Telecom Italia Dumps UMA for FMC
Telecom Italia (TIM) has decided not to use unlicensed mobile access (UMA) for its fixed-mobile convergence (FMC) service Unica, and has relaunched the service with a homegrown SIP-based solution. (See Telecom Italia Launches FMC.)
The operator made the technology change because of Italy's regulatory regime and the limited availability of UMA-enabled handsets.
Telecom Italia launched a limited commercial FMC service earlier this year with UMA network controllers from Motorola Inc. (NYSE: MOT). But the service got tangled up in a regulatory tussle -- along with Vodafone Italy 's home zone service -- at national regulator Agcom . (See FMC Fusilli and Italian FMC Face-Off.)

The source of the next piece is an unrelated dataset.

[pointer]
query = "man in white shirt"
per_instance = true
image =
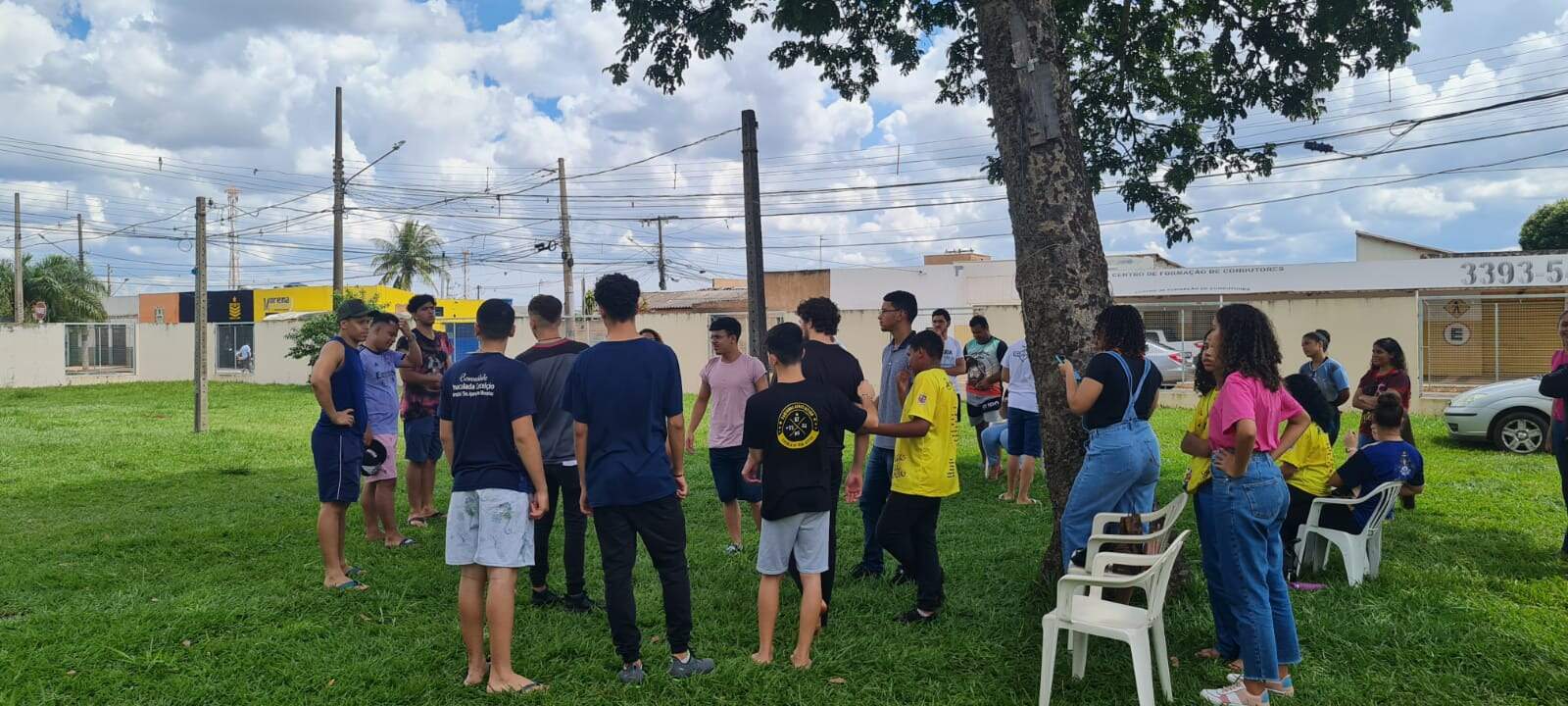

After months of investigation, Agcom decided that Telecom Italia would have to provide a wholesale version of Unica so that competitors would have a chance to provide a similar service. And Agcom gave Telecom Italia six months to create a wholesale service -- not a desirable scenario for the Italian operator.
In addition, Telecom Italia felt constrained by the limited number of UMA-enabled handsets.
"We launched [earlier this year] based on UMA, but we left the technology," says Enrico Roberto Polese, technology program and process management at Telecom Italia Lab , speaking at Informa Telecoms & Media 's Developing Converged Services conference in London.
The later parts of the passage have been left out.